In the end, Nancy does both. She takes Freddy on in a tightly wound finale in which the supernatural hobgoblin is forced to withstand a series of booby traps set about by his nemesis. He survives the hidden dangers but reveals in the process that he is fueled by the fear and anxiety of his victims. Nancy calmly turns her back on him and he evaporates into thin air.
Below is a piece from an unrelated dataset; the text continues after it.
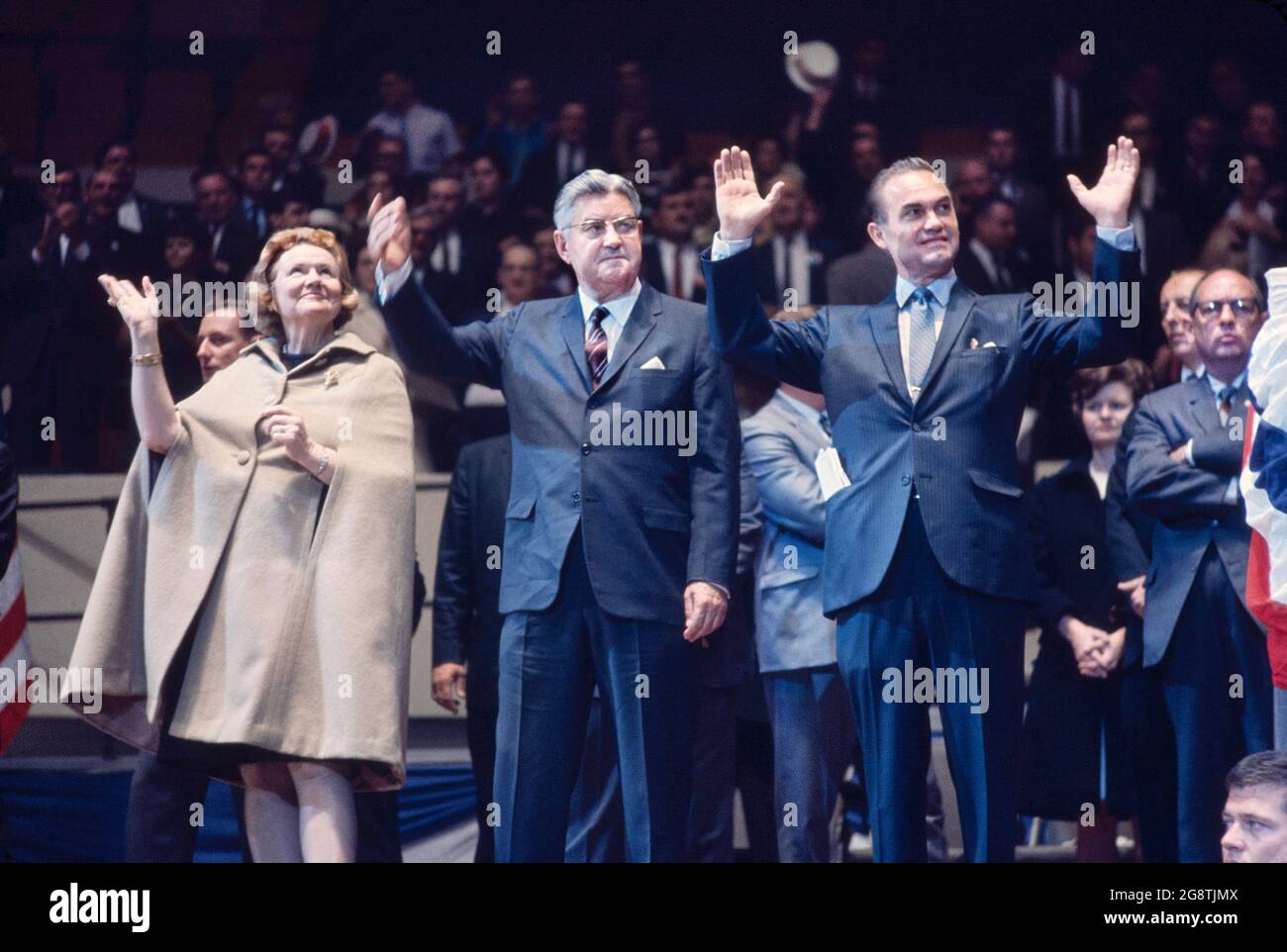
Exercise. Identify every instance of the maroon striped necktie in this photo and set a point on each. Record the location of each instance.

Wisely crafted, tensely paced and feverishly frightening, A Nightmare on Elm Street is not just another slasher movie and it’s more than just the first entry in the rubber reality genre. It is a deeply unsettling commentary on the world that forces us to reevaluate how we act in answer to the bureaucracy around us. It is more than just a little ironic that Reagan’s campaign slogan was, “Let’s make America great again.”
SINCE ITS RELEASE
A Nightmare on Elm Street made a whopping $25 million at the box office triggering a series of sequels and spinoffs. Craven continued to stir up the horror genre throughout his career. The proliferation of slasher films and sequels in the late 80s and early 90s depleted the genre of energy. To reconnect with viewers, Craven created Scream, a wry and witty deconstruction of the dead teenager genre. The film gave rise to a movement of self-referential horror that thrived throughout the decade. Craven succumbed to cancer in August of 2015. The level of artistry on display in his works has rarely been matched.